Community ventures bolstered by Council-controlled fund
25 September 2013
Community ventures bolstered by Council-controlled Trust fund
More than $100,000 has been invested into the community via grants from the Waikato District Community Wellbeing Trust.
The Trust met earlier this week and approved four requests for funding from community groups around the district.
The Trust Chair, Councillor Dynes Fulton, said the Trustees were pleased to give out the first round of grants and believed that the recipients’ projects would benefit the wider community.
• Huntly Lions Club was granted $40,000 to go towards the cost of building a Poppet Head monument in Huntly. The monument is in memory of the 43 miners who died in the Ralph’s Mine disaster in 1914 when a miner's light ignited gas.

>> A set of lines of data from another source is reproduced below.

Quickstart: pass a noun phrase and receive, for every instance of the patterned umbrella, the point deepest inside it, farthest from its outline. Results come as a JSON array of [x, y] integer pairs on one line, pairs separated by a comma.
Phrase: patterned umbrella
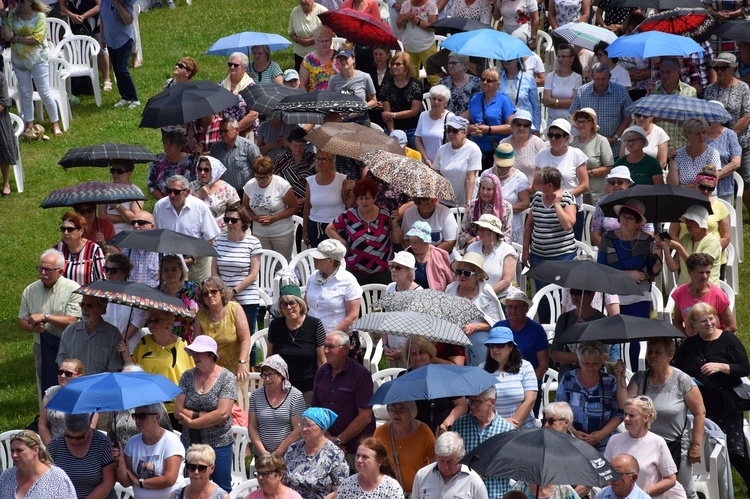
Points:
[[584, 34], [698, 24], [352, 140], [411, 176], [455, 309], [104, 154], [359, 27], [680, 108], [93, 193], [135, 294], [407, 324]]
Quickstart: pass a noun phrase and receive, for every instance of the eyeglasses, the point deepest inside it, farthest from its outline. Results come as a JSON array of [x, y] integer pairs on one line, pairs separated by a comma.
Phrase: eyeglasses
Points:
[[192, 468], [140, 416]]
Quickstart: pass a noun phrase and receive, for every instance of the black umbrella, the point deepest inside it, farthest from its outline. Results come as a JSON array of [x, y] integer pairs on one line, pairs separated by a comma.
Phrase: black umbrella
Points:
[[590, 276], [738, 31], [104, 154], [664, 203], [135, 294], [186, 102], [544, 457], [619, 329], [92, 193], [163, 241], [451, 25]]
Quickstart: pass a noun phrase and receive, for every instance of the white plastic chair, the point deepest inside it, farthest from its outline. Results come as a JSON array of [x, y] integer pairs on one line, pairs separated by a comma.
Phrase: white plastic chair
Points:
[[18, 127], [81, 51]]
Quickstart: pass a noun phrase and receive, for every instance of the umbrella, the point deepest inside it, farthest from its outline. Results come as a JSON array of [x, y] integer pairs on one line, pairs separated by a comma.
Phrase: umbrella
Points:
[[359, 27], [413, 177], [488, 43], [664, 203], [459, 311], [541, 456], [584, 34], [619, 329], [434, 381], [112, 392], [105, 154], [653, 44], [245, 41], [679, 108], [186, 102], [264, 98], [735, 30], [135, 294], [92, 192], [352, 140], [163, 241], [590, 276], [698, 24], [451, 25], [323, 102], [407, 324]]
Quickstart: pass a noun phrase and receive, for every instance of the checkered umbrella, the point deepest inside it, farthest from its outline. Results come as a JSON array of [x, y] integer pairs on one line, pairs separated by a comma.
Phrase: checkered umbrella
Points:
[[104, 154], [92, 193], [407, 324], [680, 108]]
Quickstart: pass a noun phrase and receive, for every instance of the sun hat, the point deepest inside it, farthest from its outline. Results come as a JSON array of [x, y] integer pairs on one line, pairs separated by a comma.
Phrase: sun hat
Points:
[[697, 214], [405, 259], [474, 259], [635, 206], [201, 344], [500, 335], [330, 248], [504, 155], [422, 230]]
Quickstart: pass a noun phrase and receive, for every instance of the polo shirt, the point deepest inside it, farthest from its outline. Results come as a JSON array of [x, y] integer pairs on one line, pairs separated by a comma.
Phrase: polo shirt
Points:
[[344, 394], [97, 351], [429, 484]]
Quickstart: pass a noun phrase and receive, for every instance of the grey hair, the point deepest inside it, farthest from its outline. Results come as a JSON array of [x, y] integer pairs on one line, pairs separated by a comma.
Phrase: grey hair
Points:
[[450, 443], [244, 59], [600, 67], [59, 257], [184, 182], [77, 423], [342, 336], [440, 91]]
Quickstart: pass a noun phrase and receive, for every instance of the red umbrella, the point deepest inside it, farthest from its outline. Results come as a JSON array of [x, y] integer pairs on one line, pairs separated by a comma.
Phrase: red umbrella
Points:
[[698, 24], [359, 27]]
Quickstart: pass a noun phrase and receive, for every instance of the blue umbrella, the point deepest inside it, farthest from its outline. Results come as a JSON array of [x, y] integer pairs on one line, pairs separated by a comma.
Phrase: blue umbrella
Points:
[[245, 41], [434, 381], [488, 43], [653, 44], [680, 108], [112, 392]]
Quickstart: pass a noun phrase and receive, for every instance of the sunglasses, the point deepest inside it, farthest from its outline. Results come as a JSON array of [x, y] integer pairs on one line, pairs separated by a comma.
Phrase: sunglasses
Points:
[[192, 468]]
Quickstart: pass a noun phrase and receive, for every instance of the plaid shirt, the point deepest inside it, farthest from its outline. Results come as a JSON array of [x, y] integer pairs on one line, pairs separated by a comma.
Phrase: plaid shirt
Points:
[[473, 435]]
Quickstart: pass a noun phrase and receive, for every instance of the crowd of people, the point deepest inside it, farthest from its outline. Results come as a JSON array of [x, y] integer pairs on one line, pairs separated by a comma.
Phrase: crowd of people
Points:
[[237, 179]]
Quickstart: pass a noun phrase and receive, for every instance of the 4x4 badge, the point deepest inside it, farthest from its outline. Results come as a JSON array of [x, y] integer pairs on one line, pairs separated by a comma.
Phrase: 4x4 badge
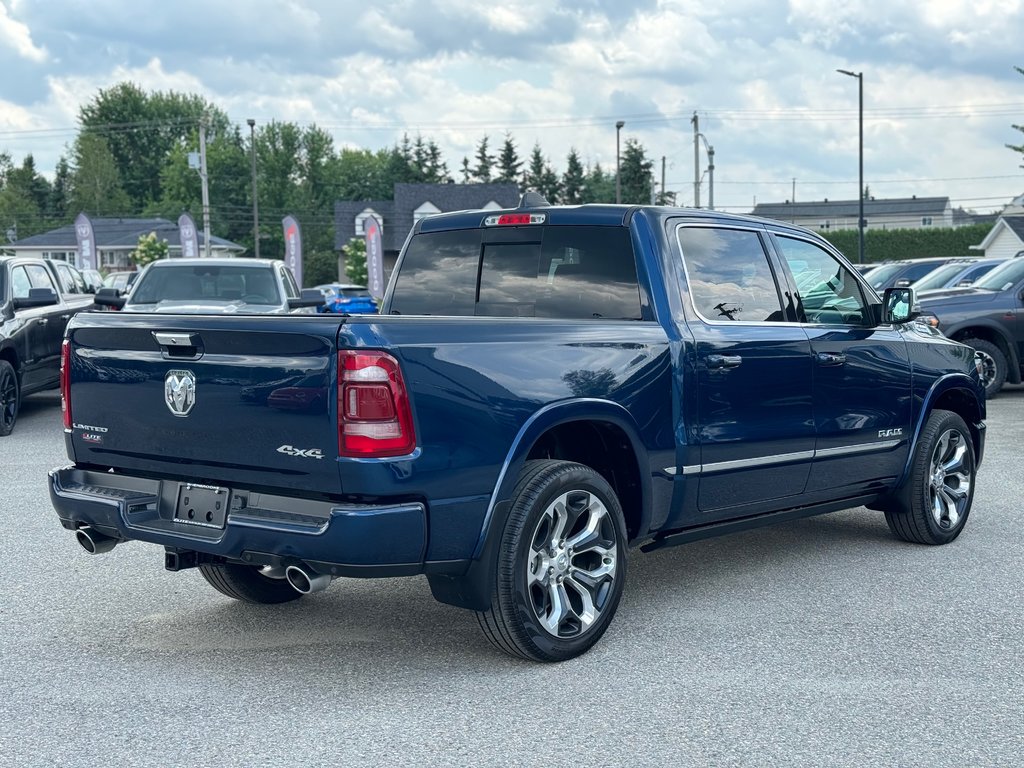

• A project to construct the Allan Turner Memorial Walkway also received $40,000. The walkway is a Council project that will link the Tamahere community with the Matangi community via Woodcock Road and Fuchsia Lane across the Mangaharakeke Stream. The walkway is dedicated to Allan Turner, a former Council employee who passed away in 2012, in recognition of his passion and support for green space and walkways throughout the Waikato district.
• Ngaruawahia Rugby League Club receives $19,000 to replace the Club’s power supply switch board.
• A further $20,000 went to the North Waikato Crime Prevention Technology Trust for security cameras in Te Kauwhata, Huntly, Ngaruawahia, Tuakau and Raglan.